Example of using the Python SDK

For more information about how to use the Python SDK, see SDK for Python. Due to its limited performance, we recommend that you use Python SDK only for debugging purposes. Sample code for calling the ali_rec_rnk_no_fg service:

#!/usr/bin/env python

from eas_prediction import PredictClient
from eas_prediction import StringRequest
from eas_prediction.tf_request_pb2 import TFRequest

if __name__ == '__main__':
    client = PredictClient('http://yourAccessKeySecretx.vpc.cn-hangzhou.pai-eas.aliyuncs.com', 'ali_rec_rnk_no_fg')
    client.set_token('')
    client.init()

    req = TFRequest()
    req.add_feed('user_id', [3], TFRequest.DT_STRING, ['u0001'] * 3)
    req.add_feed('age', [3], TFRequest.DT_FLOAT, [18.0] * 3)
    # Note: If you set the INPUT_TILE parameter to 2, you can simplify the code in the following way:
    #   req.add_feed('user_id', [1], TFRequest.DT_STRING, ['u0001'])
    #   req.add_feed('age', [1], TFRequest.DT_FLOAT, [18.0])
    req.add_feed('item_id', [5], TFRequest.DT_STRING, 
        ['i0001', 'i0002', 'i0003'])
    for x in range(0, 100):
        resp = client.predict(req)
        print(resp)

You can also create custom service requests.

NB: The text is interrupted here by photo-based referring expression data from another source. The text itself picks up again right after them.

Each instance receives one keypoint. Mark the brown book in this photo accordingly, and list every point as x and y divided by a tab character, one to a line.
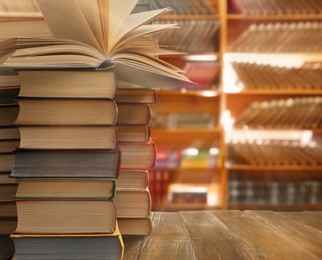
134	203
7	191
67	83
8	94
66	163
66	112
136	95
65	216
8	209
66	188
135	226
7	146
6	162
133	179
7	225
80	246
133	133
133	114
10	132
68	137
137	156
8	114
5	178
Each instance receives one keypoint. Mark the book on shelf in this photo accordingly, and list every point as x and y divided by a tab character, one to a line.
133	203
65	215
8	145
8	209
203	73
133	114
204	35
68	137
275	152
98	163
184	7
7	226
67	84
7	247
137	156
275	7
7	190
66	112
66	188
8	114
250	75
135	226
6	162
69	246
129	179
278	37
5	178
133	133
290	113
135	95
9	133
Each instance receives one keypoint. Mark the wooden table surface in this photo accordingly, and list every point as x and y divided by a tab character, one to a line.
229	234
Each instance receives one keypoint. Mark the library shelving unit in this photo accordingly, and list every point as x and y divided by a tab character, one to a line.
293	180
185	122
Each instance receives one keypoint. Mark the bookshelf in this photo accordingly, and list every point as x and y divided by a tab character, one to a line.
287	183
221	98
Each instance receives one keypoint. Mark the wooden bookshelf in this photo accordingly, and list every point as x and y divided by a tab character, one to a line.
236	98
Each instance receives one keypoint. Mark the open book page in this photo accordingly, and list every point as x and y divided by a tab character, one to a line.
75	27
118	14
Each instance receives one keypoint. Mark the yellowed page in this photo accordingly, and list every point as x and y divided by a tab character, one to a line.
66	21
118	15
137	19
91	12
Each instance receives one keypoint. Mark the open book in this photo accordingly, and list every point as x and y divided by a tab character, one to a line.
94	34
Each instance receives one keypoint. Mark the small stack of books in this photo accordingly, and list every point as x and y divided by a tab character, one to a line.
68	161
138	153
9	141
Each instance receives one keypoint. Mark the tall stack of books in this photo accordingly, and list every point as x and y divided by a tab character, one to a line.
69	118
67	162
9	141
138	153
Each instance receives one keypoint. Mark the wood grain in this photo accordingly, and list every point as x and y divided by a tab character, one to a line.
169	239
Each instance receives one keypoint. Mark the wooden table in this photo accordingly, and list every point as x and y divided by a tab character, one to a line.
230	234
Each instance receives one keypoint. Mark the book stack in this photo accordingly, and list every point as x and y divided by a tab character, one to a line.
9	141
138	153
291	113
184	7
303	37
274	190
69	155
67	162
275	153
193	36
262	76
275	7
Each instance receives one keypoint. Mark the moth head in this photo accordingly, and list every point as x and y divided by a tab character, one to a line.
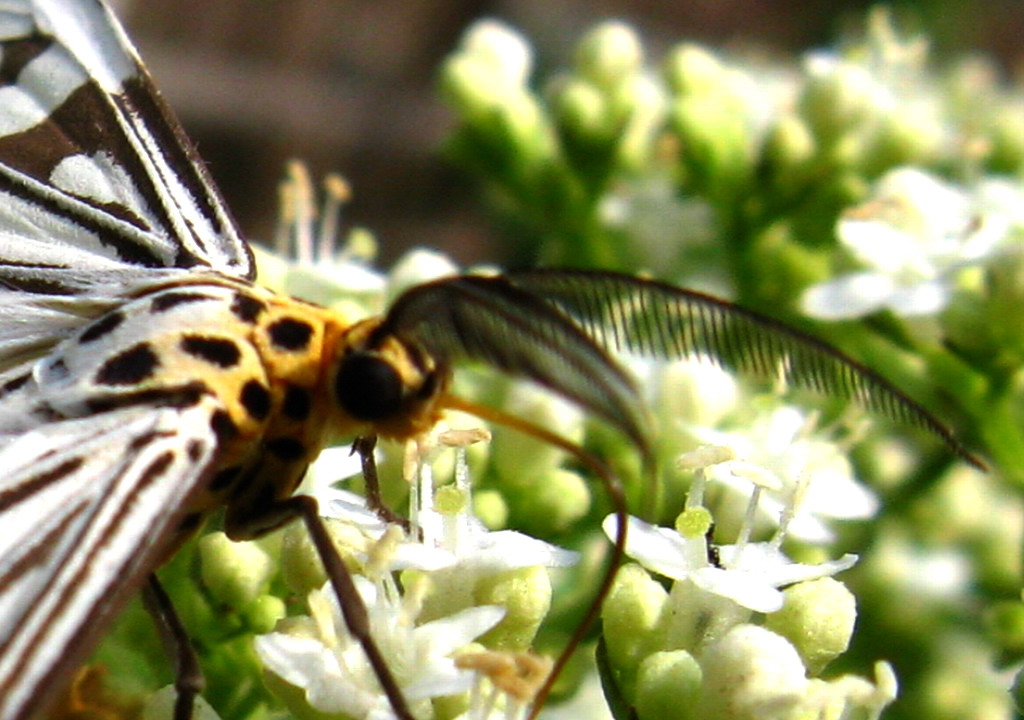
387	383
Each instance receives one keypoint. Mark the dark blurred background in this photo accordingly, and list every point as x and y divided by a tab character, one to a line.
350	85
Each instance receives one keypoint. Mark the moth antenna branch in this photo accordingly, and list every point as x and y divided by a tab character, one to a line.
188	680
613	489
352	607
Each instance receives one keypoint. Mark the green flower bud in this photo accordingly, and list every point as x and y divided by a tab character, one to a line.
1017	691
646	103
236	574
502	48
839	97
263	613
525	594
300	564
609	53
910	135
1007	139
583	112
521	460
468	85
751	674
668	686
630	617
818	619
1006	624
694	522
692	70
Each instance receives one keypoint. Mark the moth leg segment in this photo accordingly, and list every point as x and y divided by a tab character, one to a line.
352	607
365	447
188	680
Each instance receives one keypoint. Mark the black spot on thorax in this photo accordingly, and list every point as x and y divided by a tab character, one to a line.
164	302
287	449
130	367
297	404
219	351
222	425
247	308
101	327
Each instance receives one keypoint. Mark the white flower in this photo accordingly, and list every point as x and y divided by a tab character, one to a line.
751	574
913	236
814	475
332	667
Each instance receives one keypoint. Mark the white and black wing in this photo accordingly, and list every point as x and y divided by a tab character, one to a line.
87	508
96	176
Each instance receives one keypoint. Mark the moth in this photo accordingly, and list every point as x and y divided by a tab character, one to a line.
145	381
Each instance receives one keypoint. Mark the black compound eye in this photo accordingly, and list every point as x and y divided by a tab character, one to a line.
368	387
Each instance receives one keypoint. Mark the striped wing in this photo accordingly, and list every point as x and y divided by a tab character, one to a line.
87	509
96	176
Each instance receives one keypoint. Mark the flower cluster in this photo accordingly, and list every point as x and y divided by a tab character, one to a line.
856	183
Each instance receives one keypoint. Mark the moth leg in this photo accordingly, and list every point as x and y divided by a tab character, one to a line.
352	608
188	680
365	447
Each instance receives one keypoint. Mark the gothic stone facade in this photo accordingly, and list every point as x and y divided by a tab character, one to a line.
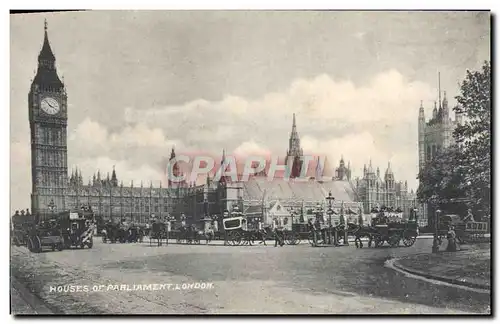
433	136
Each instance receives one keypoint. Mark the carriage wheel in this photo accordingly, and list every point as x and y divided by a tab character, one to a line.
394	240
292	238
90	243
310	238
237	238
29	245
378	241
408	239
36	244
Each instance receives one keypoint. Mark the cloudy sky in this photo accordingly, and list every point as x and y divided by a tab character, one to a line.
139	82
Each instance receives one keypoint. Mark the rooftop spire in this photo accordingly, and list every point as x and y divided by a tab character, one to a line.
46	76
439	88
46	52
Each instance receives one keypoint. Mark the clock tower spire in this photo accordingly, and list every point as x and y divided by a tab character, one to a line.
47	104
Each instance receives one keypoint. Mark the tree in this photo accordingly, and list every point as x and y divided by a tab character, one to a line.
442	179
474	136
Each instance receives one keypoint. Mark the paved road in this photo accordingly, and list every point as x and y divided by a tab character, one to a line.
257	279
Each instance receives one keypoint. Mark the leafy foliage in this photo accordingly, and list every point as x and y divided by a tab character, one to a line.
464	170
442	178
474	135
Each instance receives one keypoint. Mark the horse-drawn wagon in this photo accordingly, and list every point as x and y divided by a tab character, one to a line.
388	226
21	225
77	228
45	234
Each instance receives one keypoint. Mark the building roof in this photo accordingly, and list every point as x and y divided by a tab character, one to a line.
311	190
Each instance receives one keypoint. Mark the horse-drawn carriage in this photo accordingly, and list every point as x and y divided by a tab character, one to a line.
45	234
77	228
388	226
158	231
122	232
21	225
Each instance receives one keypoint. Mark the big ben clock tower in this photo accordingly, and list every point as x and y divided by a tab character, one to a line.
48	117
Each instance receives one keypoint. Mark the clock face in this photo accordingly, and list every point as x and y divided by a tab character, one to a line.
50	105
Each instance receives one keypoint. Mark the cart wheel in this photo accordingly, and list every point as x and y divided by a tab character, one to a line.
310	238
409	240
29	245
237	237
394	240
296	238
36	245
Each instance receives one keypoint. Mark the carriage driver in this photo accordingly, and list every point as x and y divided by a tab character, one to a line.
278	233
183	220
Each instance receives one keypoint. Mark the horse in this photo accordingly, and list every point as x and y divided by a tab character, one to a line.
362	231
208	234
157	233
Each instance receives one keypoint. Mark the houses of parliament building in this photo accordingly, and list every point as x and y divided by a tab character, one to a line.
53	190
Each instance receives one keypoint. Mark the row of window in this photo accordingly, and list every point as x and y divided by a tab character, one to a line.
51	158
51	136
431	151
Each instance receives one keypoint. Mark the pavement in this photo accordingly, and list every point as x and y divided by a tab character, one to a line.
24	302
470	267
242	280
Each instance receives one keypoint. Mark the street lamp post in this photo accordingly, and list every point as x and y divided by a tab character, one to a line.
435	245
319	212
52	206
330	199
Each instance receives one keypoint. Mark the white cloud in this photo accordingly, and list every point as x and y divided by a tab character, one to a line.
334	118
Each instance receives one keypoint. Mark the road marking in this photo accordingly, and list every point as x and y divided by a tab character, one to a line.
390	264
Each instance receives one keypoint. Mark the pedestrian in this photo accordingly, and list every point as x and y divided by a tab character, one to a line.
278	234
262	233
451	236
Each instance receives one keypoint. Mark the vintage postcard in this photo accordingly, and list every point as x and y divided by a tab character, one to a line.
250	162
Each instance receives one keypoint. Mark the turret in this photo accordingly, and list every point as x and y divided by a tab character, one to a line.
446	112
389	176
421	136
114	179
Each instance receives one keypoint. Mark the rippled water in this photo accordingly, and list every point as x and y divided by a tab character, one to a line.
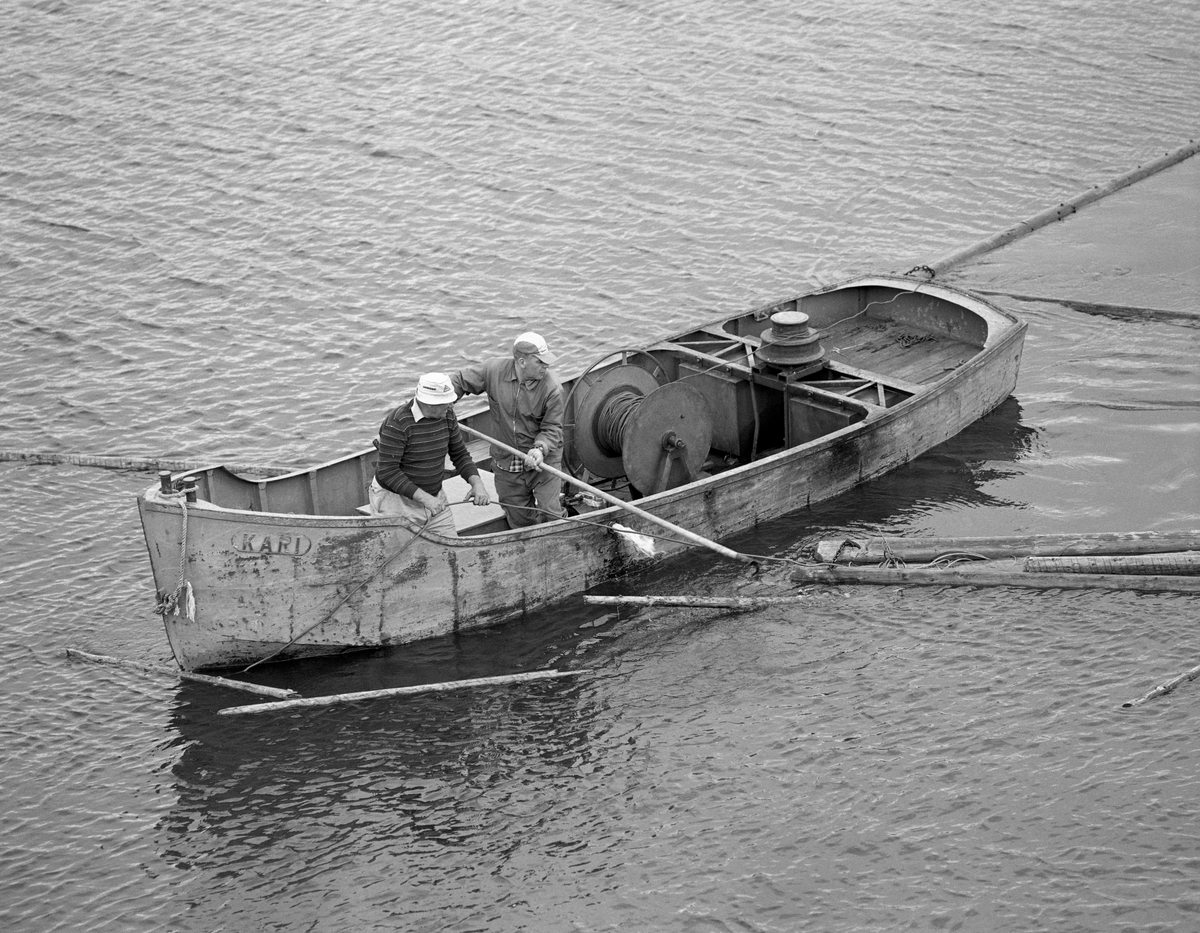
243	230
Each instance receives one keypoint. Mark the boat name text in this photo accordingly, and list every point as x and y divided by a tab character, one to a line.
294	546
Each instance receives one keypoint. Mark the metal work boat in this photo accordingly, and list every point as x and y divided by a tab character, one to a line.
713	429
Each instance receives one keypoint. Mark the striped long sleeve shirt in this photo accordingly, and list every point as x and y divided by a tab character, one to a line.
413	453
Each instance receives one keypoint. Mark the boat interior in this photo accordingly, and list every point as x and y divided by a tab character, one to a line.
706	401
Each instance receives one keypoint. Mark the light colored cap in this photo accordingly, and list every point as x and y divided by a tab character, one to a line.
435	389
532	344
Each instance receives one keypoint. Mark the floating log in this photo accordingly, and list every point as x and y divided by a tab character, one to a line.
876	549
982	577
136	464
1162	690
1186	563
397	692
700	602
281	693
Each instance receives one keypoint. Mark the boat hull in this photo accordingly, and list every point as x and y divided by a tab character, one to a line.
292	585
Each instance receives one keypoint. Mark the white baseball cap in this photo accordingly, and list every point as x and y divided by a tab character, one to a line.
435	389
532	344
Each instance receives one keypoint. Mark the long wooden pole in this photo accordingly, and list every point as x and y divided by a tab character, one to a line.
1067	208
1138	582
184	674
1162	690
700	602
691	536
397	692
877	548
138	464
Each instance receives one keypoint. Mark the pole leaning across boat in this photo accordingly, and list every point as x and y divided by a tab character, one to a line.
691	536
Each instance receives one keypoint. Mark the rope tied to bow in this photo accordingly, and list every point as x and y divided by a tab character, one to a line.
181	596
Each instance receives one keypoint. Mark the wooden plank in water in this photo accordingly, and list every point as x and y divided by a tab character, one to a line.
397	692
972	577
184	674
877	549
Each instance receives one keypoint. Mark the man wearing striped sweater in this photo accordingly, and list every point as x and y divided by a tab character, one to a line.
414	440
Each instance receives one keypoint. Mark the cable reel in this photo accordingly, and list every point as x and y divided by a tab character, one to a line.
628	425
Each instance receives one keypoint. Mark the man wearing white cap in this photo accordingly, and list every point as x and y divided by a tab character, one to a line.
414	440
527	414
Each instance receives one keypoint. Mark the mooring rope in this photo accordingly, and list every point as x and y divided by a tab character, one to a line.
169	603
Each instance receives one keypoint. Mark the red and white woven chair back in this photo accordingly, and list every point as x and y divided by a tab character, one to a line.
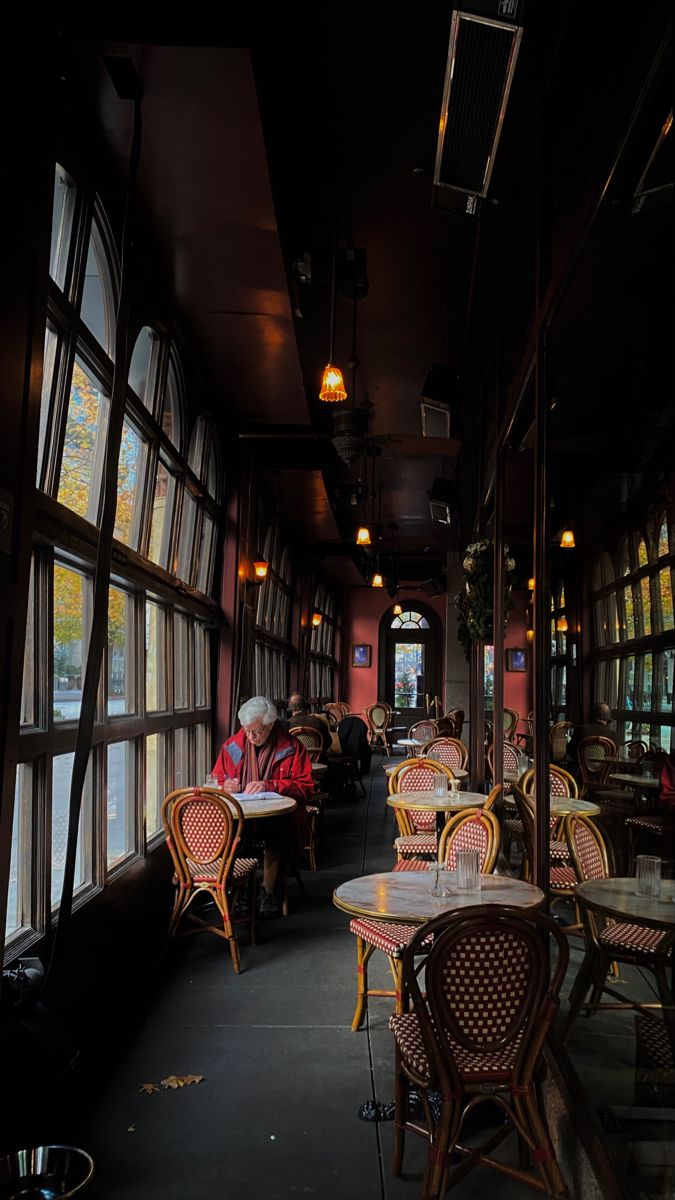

For more information, see Request syntax.

Step 5: Monitor and optimize service performance

After the service is deployed, we recommend that you test service performance and optimize the service performance and stability based on test results.

Summary

Following the preceding steps, you can use EAS for model inference without using EasyRec for model training.